Ainda assim, mesmo que adotemos um tom mais cirúrgico de ação, o game é uma verdadeira explosão de efeitos e coisas acontecendo na tela. O estilo de arte pixelizado e um verdadeiro charme que tem muito a oferecer para The Mageseeker, valorizando a variedade de cores, conferindo muita personalidade e carisma ao herói, seus aliados e seus desafetos, e garantindo que o estilo espalhafatoso das magias elementais deem o tom do jogo. Por sua vez, senti falta desta mesma ousadia na composição dos cenários, que chegam a se tornar repetitivos muito rapidamente perdendo um pouco da sua relevância artística para a obra.

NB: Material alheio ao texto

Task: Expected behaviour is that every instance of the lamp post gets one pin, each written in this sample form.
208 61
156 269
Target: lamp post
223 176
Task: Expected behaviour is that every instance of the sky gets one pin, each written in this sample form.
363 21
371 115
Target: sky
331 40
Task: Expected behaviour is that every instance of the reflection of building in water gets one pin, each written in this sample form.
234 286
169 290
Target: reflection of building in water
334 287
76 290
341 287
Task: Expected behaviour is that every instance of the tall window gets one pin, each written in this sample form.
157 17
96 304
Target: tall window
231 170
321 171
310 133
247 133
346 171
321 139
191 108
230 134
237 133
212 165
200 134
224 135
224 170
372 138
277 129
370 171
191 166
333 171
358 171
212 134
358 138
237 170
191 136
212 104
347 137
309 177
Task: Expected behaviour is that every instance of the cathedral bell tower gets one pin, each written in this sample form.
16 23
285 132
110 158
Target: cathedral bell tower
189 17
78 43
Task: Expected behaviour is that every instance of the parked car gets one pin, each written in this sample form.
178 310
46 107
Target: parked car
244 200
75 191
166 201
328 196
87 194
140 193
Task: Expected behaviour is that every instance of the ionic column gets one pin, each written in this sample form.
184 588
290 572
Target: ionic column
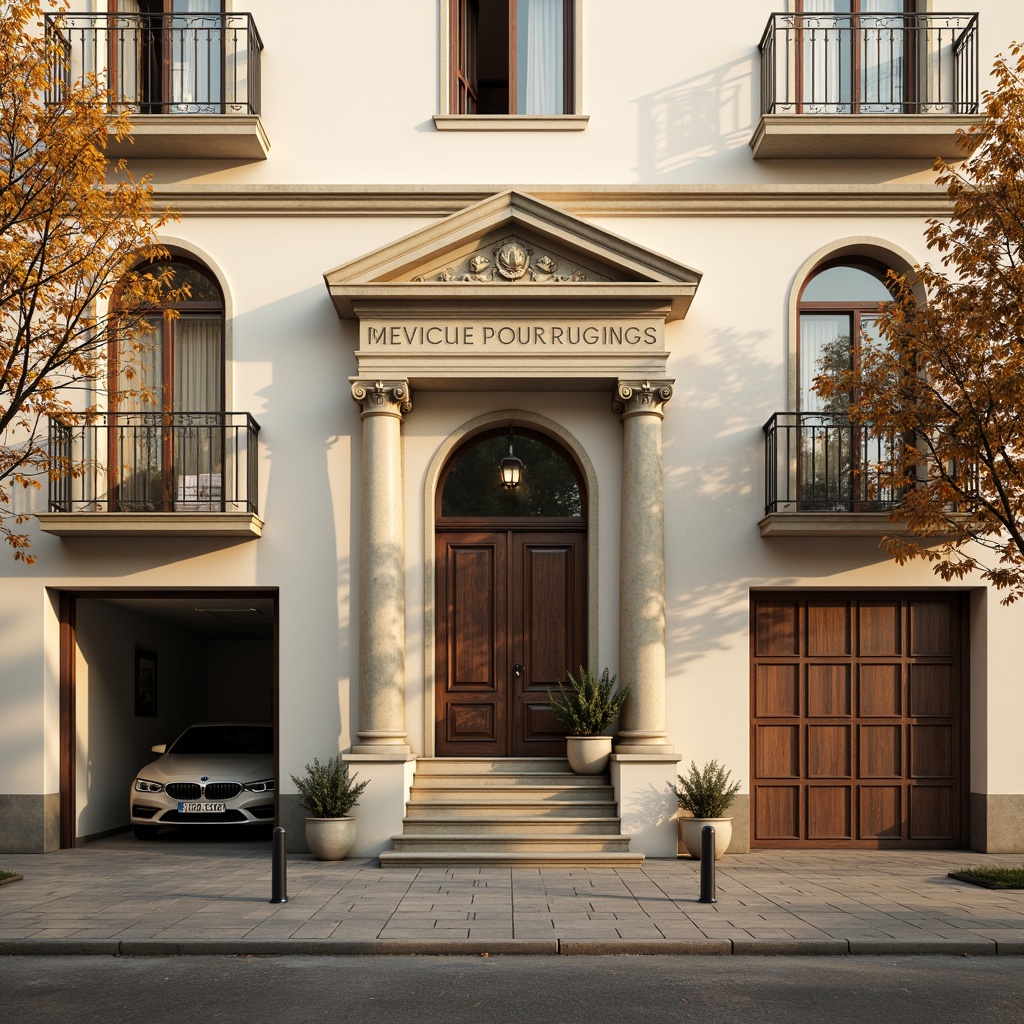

Ainda que a cenografia esteja correta e a interface de HUD seja bem aproveitada, o local da pancadaria é o que menos me cativou durante quase todo o tempo. No final das contas, claro, com toda a loucura quase ininterrupta em tela, esse é só um mero detalhe.
Aliás, no que se refere ao gerenciamento, o jogo é muito bem resolvido com menus objetivos, tipografia coerente com a estética e muito agradável, e um sistema de árvore de habilidades didático e bem fácil de se compreender, mesmo que pareça exagerado para o tamanho da obra no começo. Soma-se a ele, a tradicional forja que fica disponível logo nas primeiras missões e nos permite adquirir melhorias definitivas que favorecem aqueles que se dedicam a explorar os poucos, mas necessários caminhos alternativos das missões. Somados aos benefícios das missões secundárias, nada parece estar sobrando e tudo parece bem integrado ao projeto. Por vezes, senti falta de um pouco mais de exploração alternativa, chefes opcionais e outras artimanhas típicas de um RPG, mas talvez seja eu querendo um pouco mais daquilo que se mostrou tão bem feito.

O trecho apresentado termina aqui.